むか~し、昔は、お酒は無色透明が良しとされていて、黄色く色づいたお酒はよろしくないとされていました。
お酒が熟成すると、だんだん黄色み帯びてくるんです。つまり、古いお酒という意味。
お猪口に蛇の目という、青い二重丸が描かれているものがありますが、あれは、黄色の反対の色の青色で模様を描くことによって、お酒の透明度や、色身を見やすくしてるんですね。

今は、熟成酒、古酒というジャンルが確立されているし、技術が進歩したのもあって、必ずしも、黄色み帯びていても、悪いお酒ではありません。

それと似たような立ち位置にあるのが酸味でした。
お酒を造る過程で上手くいかなかった時や、劣化によって乳酸菌や酢酸菌が増えてしまい、酸っぱく感じることからなのですが、今では、酸味は甘さと結びつくことで、甘味のアクセントになったり、苦味と結びつくことで爽やかさを生んだり、軽やかさに貢献したり。重要な要素の一つになっています。

が!

日本酒にとって、夏はある意味オフシーズンでした。
味わいが変わりやすい日本酒にとって、温度や光の影響を受けやすい状態は向かなかったのです。特に、繊細な生酒なんて、ありえない状態。
でも、今は、製造技術、保存技術、運搬方法の向上によって、夏酒生なんて売られています。
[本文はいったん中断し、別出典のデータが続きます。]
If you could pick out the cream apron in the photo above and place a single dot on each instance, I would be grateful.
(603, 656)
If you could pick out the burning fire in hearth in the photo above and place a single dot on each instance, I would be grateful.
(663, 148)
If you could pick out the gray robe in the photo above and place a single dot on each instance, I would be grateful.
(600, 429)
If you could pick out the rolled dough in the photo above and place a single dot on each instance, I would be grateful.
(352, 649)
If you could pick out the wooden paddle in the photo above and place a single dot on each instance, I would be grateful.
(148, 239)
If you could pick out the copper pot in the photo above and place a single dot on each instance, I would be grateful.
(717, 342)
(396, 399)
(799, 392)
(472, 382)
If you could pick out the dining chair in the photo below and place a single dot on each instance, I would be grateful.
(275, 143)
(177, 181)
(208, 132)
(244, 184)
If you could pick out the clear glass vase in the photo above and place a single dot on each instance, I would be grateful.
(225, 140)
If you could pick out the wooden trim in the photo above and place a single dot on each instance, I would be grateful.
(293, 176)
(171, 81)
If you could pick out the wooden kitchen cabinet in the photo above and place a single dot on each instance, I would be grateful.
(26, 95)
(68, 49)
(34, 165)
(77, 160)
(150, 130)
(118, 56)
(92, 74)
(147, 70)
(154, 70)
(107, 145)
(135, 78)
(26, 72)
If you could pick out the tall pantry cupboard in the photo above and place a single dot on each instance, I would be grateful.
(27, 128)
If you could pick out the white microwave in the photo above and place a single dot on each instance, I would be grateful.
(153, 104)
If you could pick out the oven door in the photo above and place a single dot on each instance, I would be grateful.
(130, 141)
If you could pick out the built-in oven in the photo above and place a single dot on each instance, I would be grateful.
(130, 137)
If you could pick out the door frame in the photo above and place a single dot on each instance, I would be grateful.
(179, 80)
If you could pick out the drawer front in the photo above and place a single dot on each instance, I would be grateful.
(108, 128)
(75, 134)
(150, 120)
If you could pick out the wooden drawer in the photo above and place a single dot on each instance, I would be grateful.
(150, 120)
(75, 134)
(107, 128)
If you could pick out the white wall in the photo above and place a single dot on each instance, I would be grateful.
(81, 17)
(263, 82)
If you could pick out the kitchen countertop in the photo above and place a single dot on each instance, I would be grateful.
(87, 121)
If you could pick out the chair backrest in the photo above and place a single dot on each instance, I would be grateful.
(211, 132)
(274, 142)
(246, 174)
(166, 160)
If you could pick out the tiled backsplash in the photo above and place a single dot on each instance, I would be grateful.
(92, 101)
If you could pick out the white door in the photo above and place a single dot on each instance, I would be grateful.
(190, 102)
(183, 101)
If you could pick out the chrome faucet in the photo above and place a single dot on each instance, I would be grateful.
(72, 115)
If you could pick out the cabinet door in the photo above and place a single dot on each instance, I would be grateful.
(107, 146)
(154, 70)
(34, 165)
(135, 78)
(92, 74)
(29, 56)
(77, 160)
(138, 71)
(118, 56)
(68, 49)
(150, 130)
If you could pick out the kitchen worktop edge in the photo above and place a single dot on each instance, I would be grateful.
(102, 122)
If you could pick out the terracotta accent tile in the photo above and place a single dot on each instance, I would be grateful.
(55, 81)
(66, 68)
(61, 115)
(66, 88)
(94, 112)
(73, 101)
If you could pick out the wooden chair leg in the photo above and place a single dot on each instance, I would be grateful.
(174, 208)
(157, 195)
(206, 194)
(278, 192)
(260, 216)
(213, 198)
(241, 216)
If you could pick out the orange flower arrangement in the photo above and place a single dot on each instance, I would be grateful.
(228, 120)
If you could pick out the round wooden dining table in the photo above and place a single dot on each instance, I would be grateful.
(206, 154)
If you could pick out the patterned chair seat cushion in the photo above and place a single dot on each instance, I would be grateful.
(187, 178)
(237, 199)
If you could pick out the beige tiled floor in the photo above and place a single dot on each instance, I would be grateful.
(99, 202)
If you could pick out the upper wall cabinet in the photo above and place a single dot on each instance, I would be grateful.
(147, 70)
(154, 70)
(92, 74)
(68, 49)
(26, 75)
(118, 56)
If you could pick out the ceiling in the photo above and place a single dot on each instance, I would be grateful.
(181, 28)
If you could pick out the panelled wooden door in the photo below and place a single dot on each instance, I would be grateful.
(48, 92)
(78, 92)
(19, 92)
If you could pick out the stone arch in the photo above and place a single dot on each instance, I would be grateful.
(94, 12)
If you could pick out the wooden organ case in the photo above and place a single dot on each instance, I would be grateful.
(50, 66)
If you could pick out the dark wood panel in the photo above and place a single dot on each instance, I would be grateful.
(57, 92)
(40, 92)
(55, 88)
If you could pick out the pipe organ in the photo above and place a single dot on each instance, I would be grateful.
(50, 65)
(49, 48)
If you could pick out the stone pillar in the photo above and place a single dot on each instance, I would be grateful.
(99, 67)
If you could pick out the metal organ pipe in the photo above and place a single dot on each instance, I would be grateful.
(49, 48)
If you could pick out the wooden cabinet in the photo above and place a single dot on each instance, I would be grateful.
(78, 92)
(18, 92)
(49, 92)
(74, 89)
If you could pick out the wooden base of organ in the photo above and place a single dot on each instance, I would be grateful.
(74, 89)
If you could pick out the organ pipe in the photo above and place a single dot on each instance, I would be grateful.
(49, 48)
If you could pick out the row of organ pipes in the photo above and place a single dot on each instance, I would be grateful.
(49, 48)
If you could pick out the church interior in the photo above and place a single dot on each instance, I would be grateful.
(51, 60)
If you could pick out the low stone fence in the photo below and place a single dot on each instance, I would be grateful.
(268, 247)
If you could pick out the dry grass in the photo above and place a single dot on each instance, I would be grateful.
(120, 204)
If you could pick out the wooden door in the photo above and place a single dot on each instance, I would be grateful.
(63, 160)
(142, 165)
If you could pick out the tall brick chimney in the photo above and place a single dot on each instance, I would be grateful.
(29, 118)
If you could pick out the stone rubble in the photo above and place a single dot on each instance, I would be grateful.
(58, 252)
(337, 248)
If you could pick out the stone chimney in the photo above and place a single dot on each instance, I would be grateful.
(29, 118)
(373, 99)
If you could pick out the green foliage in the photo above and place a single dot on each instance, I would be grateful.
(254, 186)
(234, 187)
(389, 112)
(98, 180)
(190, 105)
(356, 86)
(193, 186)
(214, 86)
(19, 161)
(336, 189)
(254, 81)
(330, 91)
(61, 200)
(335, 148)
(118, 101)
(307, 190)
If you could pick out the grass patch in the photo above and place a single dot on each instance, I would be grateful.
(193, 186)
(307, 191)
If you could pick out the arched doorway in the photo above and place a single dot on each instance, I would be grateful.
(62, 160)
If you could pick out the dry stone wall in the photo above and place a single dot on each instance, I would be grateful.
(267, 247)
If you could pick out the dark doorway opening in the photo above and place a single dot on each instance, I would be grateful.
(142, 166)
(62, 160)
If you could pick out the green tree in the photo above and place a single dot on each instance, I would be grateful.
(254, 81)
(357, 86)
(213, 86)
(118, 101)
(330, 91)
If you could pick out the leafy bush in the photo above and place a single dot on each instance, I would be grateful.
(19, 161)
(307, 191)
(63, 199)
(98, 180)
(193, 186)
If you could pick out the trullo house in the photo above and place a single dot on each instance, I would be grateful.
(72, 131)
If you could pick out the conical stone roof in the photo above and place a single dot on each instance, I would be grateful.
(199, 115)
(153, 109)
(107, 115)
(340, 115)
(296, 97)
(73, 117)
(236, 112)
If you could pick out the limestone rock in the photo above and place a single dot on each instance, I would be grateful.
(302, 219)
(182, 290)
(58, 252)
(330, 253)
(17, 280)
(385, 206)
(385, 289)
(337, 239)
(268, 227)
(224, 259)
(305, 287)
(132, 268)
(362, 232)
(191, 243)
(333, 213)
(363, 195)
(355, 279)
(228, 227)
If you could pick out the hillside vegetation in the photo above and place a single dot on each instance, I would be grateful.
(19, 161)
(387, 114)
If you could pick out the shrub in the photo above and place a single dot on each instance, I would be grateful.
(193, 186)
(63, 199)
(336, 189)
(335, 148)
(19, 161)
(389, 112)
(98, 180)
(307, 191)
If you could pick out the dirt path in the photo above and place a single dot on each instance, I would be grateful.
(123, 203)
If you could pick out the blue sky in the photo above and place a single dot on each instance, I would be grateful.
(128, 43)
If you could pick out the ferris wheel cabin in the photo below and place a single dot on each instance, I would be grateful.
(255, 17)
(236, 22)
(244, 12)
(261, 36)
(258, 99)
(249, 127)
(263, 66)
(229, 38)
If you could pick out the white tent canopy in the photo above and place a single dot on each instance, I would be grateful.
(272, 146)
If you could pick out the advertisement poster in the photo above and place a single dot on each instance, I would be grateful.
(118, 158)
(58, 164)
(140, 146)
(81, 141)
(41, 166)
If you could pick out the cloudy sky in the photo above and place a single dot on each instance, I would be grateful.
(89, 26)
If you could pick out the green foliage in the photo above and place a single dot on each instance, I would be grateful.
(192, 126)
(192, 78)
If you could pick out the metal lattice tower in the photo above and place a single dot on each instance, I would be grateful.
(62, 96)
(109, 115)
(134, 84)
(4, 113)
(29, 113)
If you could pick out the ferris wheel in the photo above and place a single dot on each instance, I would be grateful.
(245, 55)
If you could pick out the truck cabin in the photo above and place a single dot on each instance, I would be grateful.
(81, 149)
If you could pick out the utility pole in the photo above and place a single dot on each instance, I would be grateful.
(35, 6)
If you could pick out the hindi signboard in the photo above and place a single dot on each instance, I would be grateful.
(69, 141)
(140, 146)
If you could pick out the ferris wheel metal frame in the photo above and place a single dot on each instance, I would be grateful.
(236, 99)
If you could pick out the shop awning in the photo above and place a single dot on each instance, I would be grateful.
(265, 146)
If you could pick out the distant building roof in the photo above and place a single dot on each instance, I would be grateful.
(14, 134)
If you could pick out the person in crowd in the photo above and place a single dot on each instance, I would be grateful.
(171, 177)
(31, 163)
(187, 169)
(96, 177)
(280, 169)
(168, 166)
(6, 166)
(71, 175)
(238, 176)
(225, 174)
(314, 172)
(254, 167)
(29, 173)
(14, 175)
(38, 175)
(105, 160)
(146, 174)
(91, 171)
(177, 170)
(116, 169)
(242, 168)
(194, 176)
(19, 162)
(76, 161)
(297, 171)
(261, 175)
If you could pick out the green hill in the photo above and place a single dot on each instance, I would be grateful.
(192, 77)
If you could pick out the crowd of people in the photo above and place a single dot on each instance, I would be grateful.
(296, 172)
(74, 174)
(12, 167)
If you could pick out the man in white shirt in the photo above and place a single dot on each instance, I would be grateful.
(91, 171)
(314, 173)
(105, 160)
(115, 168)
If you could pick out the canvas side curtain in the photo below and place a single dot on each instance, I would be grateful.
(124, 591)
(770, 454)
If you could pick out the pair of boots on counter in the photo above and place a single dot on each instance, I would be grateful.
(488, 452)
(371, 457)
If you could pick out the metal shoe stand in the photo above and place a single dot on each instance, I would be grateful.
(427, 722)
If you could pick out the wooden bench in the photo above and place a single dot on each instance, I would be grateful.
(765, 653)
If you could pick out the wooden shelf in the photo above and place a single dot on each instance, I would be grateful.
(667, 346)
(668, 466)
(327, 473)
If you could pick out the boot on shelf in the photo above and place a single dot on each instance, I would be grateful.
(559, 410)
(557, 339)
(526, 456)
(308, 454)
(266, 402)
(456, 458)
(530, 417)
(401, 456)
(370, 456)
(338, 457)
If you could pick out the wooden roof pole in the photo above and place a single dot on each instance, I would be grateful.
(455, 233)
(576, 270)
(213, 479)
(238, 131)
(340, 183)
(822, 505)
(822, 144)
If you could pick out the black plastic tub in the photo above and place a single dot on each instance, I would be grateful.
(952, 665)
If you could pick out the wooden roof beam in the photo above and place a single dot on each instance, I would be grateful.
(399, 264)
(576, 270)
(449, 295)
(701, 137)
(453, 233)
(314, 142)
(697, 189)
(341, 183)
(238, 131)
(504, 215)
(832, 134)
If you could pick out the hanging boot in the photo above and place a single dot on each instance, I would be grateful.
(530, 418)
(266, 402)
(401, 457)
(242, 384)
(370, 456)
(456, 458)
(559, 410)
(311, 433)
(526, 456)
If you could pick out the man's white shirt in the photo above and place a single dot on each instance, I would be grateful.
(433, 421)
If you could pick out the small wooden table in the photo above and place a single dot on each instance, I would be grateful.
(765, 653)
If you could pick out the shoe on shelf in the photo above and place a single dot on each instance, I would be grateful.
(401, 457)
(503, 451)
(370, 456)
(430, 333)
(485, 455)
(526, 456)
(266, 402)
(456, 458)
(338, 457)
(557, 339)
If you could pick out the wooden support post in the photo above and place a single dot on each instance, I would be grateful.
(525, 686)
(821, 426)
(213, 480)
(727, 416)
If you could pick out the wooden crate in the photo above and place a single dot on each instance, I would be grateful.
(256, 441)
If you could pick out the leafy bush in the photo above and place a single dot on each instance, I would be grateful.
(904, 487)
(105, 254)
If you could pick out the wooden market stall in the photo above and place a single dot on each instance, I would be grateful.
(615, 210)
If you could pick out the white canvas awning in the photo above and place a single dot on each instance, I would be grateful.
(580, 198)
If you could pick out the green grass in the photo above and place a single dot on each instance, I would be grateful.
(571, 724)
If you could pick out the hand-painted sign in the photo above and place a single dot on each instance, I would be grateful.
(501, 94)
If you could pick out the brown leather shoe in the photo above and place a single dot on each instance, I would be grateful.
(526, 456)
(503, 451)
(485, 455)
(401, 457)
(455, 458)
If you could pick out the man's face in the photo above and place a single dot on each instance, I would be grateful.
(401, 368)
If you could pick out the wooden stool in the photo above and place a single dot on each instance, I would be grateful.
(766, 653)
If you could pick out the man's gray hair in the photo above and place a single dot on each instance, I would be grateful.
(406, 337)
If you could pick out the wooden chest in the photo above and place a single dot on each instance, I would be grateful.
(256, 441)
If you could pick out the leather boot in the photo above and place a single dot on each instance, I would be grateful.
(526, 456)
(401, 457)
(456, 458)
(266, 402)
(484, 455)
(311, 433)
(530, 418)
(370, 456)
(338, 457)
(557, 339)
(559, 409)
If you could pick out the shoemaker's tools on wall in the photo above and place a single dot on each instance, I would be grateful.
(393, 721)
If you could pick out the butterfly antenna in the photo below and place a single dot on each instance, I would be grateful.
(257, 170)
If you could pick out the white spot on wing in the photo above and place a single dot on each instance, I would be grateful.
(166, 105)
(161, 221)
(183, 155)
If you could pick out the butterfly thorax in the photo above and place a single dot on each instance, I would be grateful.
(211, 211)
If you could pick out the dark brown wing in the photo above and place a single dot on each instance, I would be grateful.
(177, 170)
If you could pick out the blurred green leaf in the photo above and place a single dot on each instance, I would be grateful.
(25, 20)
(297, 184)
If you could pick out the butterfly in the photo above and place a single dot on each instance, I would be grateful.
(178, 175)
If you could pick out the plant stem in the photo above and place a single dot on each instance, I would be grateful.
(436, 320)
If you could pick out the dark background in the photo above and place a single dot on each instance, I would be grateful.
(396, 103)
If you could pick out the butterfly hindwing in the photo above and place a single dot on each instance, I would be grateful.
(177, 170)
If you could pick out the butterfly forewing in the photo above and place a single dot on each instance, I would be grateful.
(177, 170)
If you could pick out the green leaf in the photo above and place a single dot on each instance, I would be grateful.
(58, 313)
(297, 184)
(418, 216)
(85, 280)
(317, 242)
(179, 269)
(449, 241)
となると、日本酒を造る側も、それに合わせた設計をするようになります。
人の好みも、季節によって変わります。
夏と冬を比べると、夏は軽いお酒が好まれる傾向があるし、爽やかさや、きりっとしたお酒が恋しくなる。
そこで、持ち出されるのが酸味。
酸味は爽やかさや軽さを演出するので、引っ張りだこになるのです。

でも、思い出してほしいのです。
酢の原液を吞みたい人ってどれぐらいいるかな?って。
レモンをまるかじりしたい人ってどれぐらいいるかな?って。
そう思うと、酸味って、何かと一緒に存在したり、バランスの良さを求められるんじゃないのかな?と。
勿論、日本酒の酸味の種類にも寄りますが、酸味がとがっていたり、強すぎると、かえって邪魔なんじゃないかなと。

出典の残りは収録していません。